To esteemed Black historian Cedric Robinson "the most dramatic and terrifying instrument in the repression of Blacks was lynching. According to the Department of Records and Research at Tuskegee Institute, between 1882 and 1968 there were 4,743 cases of death by lynching in America, with the period between 1892 and 1902 recording the most intensive activity… no federal agency amassed as complete a record as that at Tuskegee, so there is no 'official' count" (Black Movements, 105). In 1919 the NAACP took a major early step toward documenting the level and savagery of lynchings when it "sent two researchers into the Library of Congress to gather data… which appeared as Thirty Years of Lynching," a work that denounces the U.S. as "the only advanced nation whose government has tolerated lynching" (Tyndall, Emergence of the New South, 173).
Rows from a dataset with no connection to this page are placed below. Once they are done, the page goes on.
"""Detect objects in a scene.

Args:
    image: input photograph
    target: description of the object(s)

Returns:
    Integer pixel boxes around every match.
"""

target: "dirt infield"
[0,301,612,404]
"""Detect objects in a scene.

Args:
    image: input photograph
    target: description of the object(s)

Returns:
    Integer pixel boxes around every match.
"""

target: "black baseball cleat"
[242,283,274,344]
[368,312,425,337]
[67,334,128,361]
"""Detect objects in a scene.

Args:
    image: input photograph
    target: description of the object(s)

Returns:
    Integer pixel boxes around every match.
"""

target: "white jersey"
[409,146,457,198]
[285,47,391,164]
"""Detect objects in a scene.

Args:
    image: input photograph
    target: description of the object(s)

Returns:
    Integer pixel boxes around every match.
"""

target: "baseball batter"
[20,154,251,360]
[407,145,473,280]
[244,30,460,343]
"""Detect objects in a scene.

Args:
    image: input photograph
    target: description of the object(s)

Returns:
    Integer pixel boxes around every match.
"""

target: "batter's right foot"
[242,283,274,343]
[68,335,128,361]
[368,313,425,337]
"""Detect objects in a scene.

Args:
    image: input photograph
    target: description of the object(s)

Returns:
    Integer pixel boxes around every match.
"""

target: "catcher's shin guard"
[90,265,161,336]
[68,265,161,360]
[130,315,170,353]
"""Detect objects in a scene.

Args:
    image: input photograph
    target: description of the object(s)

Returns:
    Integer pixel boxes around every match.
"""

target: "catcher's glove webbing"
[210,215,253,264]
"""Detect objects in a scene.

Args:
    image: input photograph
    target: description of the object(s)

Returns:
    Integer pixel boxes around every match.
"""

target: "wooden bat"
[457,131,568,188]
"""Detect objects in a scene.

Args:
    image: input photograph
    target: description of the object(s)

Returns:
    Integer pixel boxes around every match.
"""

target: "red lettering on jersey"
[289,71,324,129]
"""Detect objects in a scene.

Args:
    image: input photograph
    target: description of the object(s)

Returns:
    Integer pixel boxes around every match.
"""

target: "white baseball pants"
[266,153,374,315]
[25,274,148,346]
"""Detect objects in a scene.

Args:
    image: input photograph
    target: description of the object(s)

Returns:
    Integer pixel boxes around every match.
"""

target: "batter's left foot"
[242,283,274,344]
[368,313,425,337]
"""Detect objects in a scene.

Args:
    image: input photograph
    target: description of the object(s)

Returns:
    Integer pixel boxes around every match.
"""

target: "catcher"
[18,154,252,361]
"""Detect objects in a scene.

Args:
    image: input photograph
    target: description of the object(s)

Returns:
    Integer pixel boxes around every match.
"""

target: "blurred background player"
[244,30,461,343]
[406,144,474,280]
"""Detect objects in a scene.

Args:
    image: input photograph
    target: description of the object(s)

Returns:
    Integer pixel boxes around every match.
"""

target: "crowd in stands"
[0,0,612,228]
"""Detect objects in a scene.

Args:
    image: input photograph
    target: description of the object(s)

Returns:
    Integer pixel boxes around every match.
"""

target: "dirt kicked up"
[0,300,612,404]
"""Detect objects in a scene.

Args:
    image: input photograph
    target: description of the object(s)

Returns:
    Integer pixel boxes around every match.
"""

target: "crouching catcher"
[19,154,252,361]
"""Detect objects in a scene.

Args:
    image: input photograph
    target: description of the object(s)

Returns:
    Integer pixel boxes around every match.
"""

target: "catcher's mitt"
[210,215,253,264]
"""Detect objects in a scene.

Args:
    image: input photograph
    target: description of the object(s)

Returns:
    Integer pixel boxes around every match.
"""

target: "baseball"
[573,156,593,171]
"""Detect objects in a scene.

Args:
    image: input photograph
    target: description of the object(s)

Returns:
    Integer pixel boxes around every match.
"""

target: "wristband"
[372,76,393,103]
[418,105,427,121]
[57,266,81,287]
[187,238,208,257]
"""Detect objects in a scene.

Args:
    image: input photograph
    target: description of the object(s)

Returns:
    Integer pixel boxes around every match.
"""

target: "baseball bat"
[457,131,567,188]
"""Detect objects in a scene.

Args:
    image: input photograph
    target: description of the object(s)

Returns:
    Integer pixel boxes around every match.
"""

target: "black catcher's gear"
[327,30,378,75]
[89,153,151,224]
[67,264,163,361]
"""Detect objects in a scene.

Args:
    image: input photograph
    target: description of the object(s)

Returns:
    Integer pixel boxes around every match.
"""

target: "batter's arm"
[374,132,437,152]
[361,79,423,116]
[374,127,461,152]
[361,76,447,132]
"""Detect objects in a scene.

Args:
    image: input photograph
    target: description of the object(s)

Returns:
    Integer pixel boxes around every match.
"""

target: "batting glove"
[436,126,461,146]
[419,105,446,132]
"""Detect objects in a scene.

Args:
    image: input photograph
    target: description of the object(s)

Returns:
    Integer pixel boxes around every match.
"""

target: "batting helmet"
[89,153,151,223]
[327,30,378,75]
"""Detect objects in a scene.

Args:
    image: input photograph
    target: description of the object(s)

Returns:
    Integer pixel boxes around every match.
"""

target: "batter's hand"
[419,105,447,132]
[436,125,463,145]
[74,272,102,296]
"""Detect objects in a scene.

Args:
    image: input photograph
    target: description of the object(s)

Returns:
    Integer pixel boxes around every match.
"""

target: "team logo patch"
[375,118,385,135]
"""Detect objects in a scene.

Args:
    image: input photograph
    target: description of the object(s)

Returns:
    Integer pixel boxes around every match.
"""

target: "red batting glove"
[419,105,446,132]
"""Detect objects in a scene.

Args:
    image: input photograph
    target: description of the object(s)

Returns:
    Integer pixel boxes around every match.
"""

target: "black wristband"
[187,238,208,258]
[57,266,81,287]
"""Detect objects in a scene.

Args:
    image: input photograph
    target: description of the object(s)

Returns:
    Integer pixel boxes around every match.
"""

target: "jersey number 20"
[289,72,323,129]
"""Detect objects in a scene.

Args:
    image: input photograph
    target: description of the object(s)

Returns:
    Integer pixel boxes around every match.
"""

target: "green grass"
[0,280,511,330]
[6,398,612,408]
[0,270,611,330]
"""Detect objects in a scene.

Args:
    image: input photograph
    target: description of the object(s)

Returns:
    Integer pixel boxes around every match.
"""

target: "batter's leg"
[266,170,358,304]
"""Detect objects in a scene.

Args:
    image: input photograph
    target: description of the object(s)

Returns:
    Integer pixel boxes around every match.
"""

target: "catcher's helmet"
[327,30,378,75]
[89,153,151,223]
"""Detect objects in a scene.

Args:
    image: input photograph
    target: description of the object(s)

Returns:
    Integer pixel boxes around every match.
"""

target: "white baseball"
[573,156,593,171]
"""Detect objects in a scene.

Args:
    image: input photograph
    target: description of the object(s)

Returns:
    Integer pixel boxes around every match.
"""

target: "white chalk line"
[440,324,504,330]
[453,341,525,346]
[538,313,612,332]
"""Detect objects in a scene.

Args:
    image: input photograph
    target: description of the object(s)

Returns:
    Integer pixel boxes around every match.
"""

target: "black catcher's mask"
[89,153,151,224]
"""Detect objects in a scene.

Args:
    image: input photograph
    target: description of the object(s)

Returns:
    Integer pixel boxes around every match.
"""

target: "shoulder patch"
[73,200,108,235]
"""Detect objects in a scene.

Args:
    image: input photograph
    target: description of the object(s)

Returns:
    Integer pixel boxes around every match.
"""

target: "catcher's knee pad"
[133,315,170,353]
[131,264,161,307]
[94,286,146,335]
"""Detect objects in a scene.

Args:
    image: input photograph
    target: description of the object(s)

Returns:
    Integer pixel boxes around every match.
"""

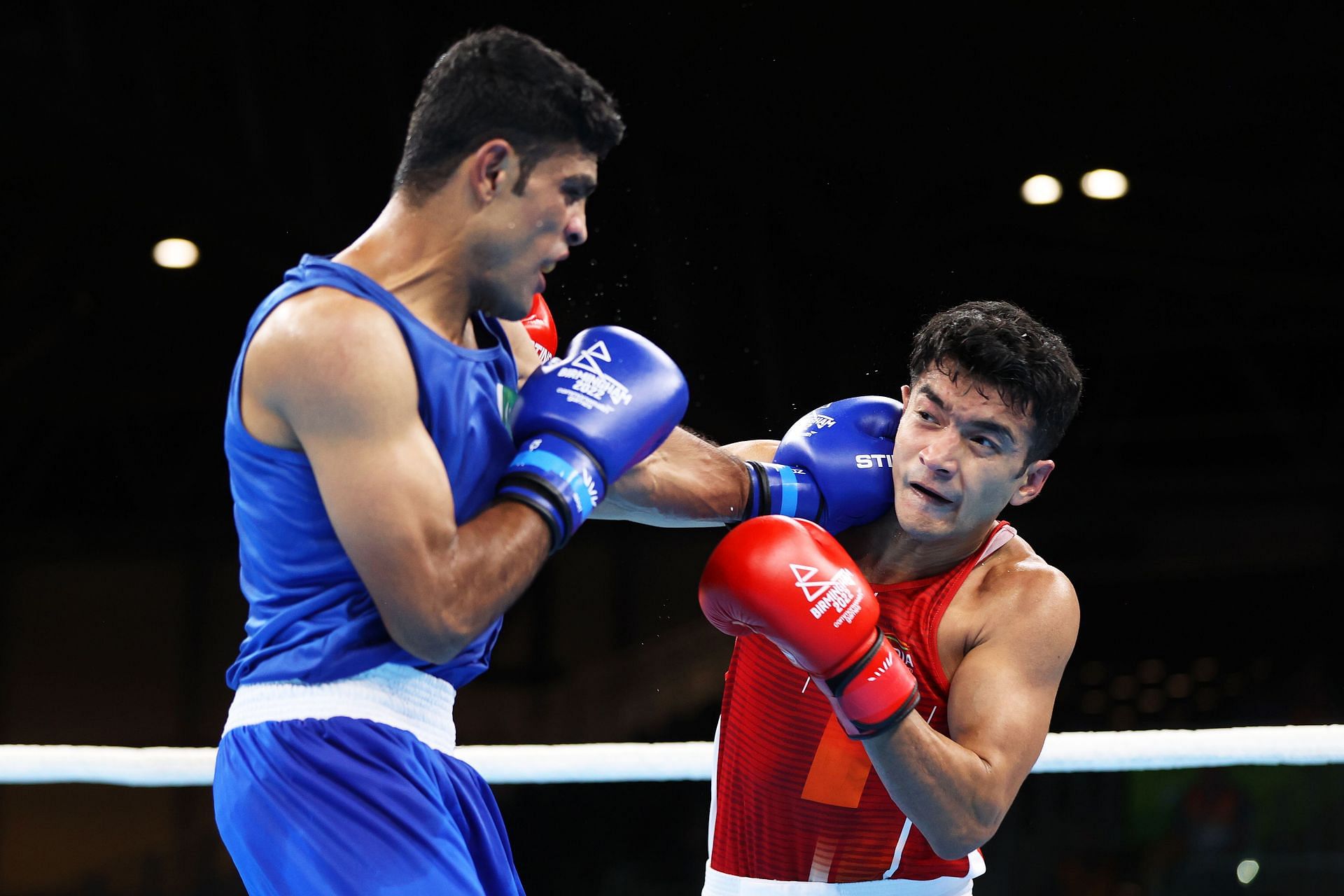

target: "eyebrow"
[561,174,596,199]
[916,384,1017,446]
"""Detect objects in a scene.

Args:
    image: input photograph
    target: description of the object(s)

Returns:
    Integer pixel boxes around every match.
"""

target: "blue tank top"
[225,255,517,688]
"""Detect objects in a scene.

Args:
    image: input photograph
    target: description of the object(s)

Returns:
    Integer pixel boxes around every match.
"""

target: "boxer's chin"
[472,276,533,321]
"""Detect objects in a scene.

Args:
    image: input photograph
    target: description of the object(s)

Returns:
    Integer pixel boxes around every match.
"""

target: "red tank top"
[710,522,1012,884]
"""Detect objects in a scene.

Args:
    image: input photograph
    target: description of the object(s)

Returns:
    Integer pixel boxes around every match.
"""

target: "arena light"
[1021,174,1065,206]
[153,238,200,269]
[1079,168,1129,199]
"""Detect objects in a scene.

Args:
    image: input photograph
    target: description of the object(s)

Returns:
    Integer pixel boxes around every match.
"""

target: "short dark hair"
[393,27,625,202]
[910,302,1084,461]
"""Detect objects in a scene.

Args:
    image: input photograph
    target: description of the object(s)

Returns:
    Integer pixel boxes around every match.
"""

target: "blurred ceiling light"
[1081,168,1129,199]
[1021,174,1065,206]
[155,239,200,267]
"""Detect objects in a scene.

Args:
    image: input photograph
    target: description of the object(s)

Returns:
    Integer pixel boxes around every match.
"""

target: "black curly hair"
[393,27,625,203]
[910,301,1084,462]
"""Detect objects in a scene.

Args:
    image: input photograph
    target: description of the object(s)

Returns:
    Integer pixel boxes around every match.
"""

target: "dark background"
[0,3,1344,896]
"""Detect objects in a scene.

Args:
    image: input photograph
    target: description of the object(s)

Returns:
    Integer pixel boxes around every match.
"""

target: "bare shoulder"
[244,288,416,427]
[979,538,1079,646]
[498,318,542,386]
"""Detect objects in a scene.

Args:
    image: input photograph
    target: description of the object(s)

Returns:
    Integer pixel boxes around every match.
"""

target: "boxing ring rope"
[0,724,1344,788]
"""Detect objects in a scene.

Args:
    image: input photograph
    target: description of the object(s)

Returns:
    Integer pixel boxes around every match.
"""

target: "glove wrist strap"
[743,461,821,522]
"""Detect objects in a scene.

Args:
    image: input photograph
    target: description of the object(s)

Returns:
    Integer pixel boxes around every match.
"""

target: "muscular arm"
[864,567,1078,858]
[593,427,778,528]
[244,289,550,662]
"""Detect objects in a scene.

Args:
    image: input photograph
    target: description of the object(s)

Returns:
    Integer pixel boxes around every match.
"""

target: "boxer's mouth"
[910,482,951,504]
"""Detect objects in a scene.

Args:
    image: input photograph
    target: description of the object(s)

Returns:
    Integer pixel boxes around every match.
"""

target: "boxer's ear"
[1008,461,1055,506]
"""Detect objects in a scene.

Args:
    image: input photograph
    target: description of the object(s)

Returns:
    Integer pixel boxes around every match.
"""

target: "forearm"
[365,501,551,664]
[593,427,750,526]
[863,708,1021,858]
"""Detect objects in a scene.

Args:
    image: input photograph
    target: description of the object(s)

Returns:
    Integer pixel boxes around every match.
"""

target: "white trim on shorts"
[701,870,983,896]
[223,662,457,755]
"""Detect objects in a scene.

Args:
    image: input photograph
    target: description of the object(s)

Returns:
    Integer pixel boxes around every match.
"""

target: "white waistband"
[225,662,457,754]
[701,864,970,896]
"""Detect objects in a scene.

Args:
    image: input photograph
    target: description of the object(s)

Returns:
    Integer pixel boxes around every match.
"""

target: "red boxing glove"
[700,516,919,738]
[523,293,559,364]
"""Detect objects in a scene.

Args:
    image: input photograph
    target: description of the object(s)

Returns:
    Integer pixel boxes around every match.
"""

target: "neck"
[335,191,475,348]
[841,512,993,584]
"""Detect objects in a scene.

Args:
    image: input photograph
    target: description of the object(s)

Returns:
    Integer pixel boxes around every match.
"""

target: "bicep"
[948,589,1078,799]
[274,307,456,637]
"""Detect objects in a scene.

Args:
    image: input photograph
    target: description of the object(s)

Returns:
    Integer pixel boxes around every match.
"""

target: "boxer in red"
[700,302,1082,896]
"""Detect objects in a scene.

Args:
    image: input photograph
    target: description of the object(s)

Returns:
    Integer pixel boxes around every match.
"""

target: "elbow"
[920,813,1002,861]
[927,836,989,861]
[925,825,997,861]
[383,601,479,666]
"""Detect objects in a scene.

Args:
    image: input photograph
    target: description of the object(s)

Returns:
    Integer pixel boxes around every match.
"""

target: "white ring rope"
[0,725,1344,788]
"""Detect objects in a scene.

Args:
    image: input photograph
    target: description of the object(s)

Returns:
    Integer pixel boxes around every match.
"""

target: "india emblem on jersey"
[495,383,517,433]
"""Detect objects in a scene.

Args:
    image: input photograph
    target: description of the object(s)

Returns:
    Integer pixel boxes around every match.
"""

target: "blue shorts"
[215,718,523,896]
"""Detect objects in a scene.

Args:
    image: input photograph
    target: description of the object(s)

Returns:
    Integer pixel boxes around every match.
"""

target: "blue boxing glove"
[497,326,690,551]
[745,395,902,535]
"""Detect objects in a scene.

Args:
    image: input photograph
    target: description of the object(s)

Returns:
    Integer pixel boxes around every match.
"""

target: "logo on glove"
[555,340,633,414]
[789,563,863,629]
[802,414,836,438]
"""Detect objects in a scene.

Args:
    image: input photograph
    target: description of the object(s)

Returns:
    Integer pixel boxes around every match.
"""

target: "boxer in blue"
[214,22,913,896]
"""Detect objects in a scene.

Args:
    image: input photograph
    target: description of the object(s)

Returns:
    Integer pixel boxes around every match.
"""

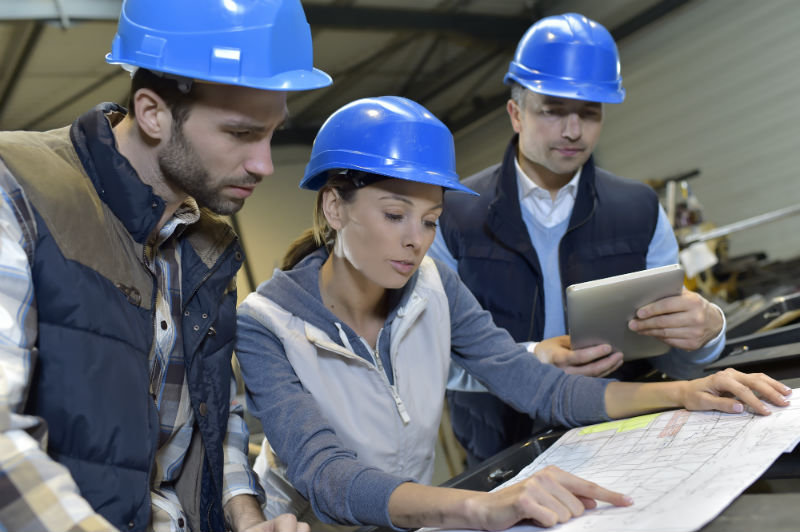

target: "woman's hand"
[465,466,633,530]
[681,368,792,416]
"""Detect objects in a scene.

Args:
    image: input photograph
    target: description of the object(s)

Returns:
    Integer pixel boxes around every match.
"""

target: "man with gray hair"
[429,13,724,464]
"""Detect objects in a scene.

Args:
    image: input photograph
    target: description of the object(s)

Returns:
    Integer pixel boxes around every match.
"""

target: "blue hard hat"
[503,13,625,103]
[106,0,331,91]
[300,96,477,195]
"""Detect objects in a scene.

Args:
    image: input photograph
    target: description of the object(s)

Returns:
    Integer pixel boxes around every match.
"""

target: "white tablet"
[567,264,683,360]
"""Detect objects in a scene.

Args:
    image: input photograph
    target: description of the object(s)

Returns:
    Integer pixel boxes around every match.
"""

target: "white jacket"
[244,257,451,517]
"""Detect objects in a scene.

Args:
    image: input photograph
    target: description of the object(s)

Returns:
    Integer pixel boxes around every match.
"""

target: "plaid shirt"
[0,168,263,531]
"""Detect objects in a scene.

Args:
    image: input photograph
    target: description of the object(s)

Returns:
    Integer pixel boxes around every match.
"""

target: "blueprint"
[428,389,800,532]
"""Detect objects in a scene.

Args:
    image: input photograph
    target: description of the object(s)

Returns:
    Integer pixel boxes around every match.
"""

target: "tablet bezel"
[566,264,684,361]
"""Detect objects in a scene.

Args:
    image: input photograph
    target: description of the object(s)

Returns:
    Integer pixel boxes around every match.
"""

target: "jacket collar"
[487,135,537,263]
[567,155,597,231]
[70,103,165,243]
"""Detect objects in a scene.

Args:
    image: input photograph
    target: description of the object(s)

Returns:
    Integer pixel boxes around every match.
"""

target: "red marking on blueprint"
[658,410,691,438]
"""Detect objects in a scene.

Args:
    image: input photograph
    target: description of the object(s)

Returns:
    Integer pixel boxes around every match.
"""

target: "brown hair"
[281,170,360,271]
[128,68,197,128]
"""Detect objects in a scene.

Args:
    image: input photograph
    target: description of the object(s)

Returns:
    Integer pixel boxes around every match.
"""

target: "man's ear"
[322,188,343,231]
[133,89,172,141]
[506,98,522,133]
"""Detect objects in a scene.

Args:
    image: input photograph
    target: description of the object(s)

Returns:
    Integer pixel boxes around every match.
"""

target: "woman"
[236,97,789,530]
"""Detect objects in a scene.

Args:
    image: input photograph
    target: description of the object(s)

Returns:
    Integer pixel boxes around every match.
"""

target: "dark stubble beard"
[158,126,252,215]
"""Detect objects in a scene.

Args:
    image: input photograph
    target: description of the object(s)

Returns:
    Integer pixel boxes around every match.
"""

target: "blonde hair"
[281,171,360,271]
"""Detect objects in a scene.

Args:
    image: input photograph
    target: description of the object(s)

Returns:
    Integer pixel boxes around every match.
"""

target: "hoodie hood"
[256,247,419,360]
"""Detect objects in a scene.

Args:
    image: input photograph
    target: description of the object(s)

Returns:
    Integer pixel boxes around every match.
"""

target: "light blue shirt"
[428,165,725,391]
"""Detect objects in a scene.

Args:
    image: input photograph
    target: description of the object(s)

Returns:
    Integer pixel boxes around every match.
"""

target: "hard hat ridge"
[300,96,475,194]
[106,0,331,91]
[503,13,625,103]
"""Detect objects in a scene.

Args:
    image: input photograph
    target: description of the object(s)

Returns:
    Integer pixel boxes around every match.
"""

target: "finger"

Here the NAACP speaks to a widely held conviction (before and since 1919) "that the actual number of lynchings was considerably higher" than any existing count. Thirty Years of Lynching, for example, offers a potentially higher figure by maintaining "that between 1889 and 1918 the number of lynching victims already amounted to 3,224—2,522 of them Black. Moreover, lynching as defined narrowly… did not include the varied forms of terrorism (rape, beating, torture, mutilation, arson threats) that completed the circle of horror drawn around Black men, women and children" (Black Movements, 105).

The NAACP was "focused on changing public opinion… [in] a society that was at best ambivalent over the lynching of African Americans" (Francis, Rethinking Civil Rights, 54). At the time it was headed by John Shillady, a white former social worker, with Walter White as assistant secretary and James Weldon Johnson as field secretary. In 1919, the same year this work was issued, Texas vowed to shut down its NAACP branches and Shillady traveled there to see the governor, who refused to meet him. Instead Shillady was badly beaten by a group that included a judge and constable. On returning to New York, physically and mentally broken, he soon resigned. But to Johnson and White, both "Black activists reared in the Jim Crow South," the attack only "fired their own resolve to get a federal law enacted," and in 1920 Johnson became executive secretary of the NAACP (Zangrando, NAACP Crusade, 52). However, it was not until early 2022 that the first federal law was enacted in the Emmett Till Anti-Lynching Act, a milestone on a path that "took more than 100 years and 200 failed attempts" (NPR). First edition, first printing: with errata slip between pages 26-27, containing four full-page maps and charts. Front wrapper with inked "V. F. Lynching," small inkstamps with very faint 1920 library stamp.

Text fresh with scant edge-wear to front wrapper. A very scarce about-fine copy.